Shown as sculptures in the exhibition, these strike a comic rather than sinister note.

The longer I spent w ith Dzama's work, the more I found myself liking it, and the more I was drawn into its strangely ambiguous world - part-jape, part-nightmare - which somehow seems true to its geographical remoteness.

Ignasi Aballi's exhibition has already been attacked by a tabloid newspaper with no interest in art, which naturally makes you want to like it.

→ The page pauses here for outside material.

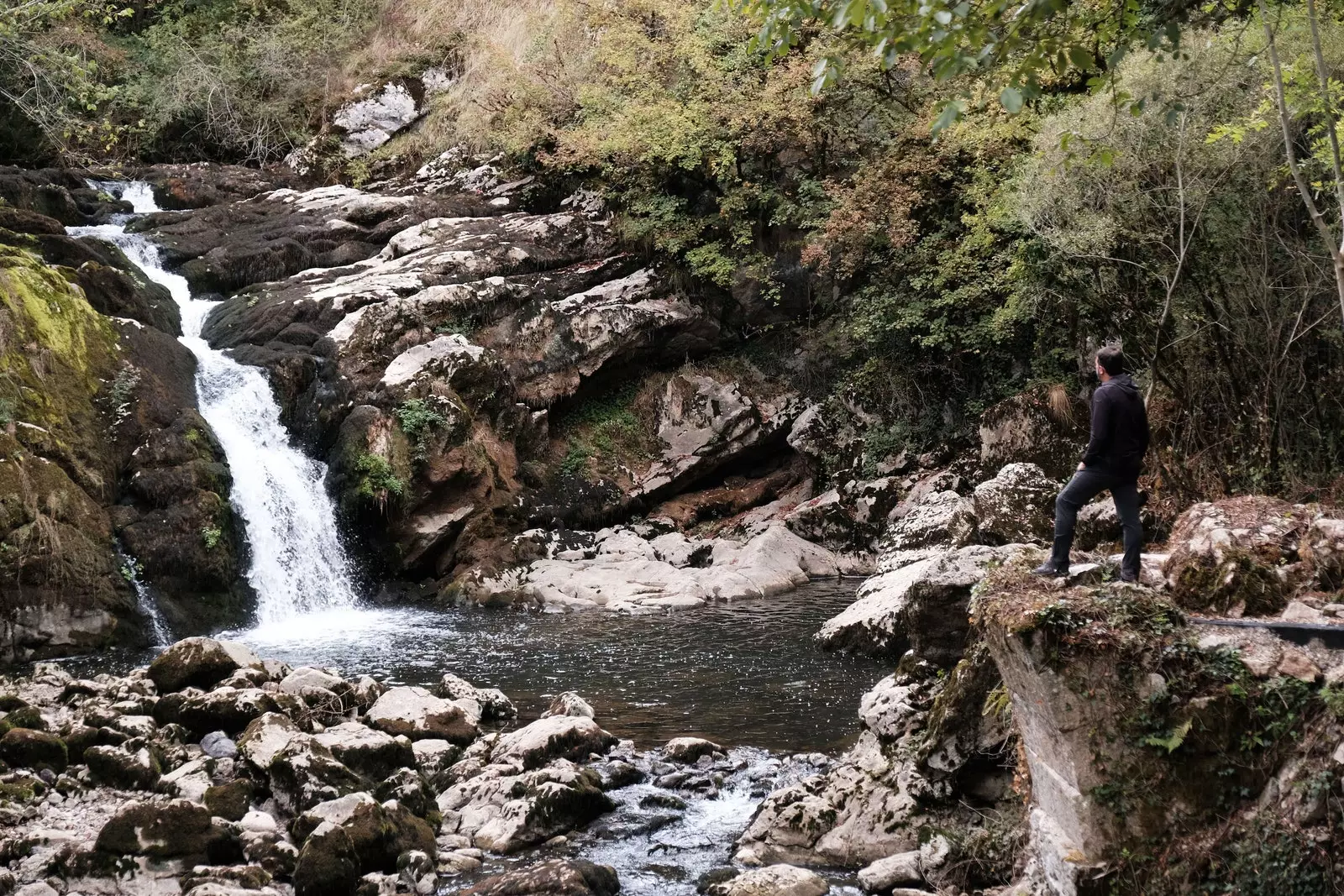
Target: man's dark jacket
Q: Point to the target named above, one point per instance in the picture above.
(1120, 429)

His piece Waste (2001/5) consists of 15 large cans of industrial paint with the lids removed and neatly stacked in a pile. As the paint has halfevaporated, you could say this is a piece about watching paint dry.

Other works in the show are parallel exercises in seeming pointlessness. A series of black rectangles shows how far a printer cartridge will go, while a series of lists links unconnected newspaper stories referring to numbers of artists or people of different nationalities (the latter, with its juxtapositions of "Un kurdo", "150 romanos" and "3,000,000 britanicos", struck me as funny, though I might be hard-pressed to explain why).

Well, it's another grind of the minimalist mill but what makes me impatient with it is the sense that Aballi is too intimidated to actually dip a brush in the paint or express an opinion about anything.

They might be slightly crazy, but give me Marcel Dzama's visual ramblings any day. n Until July 16 (Tue-Sun 11am-6pm).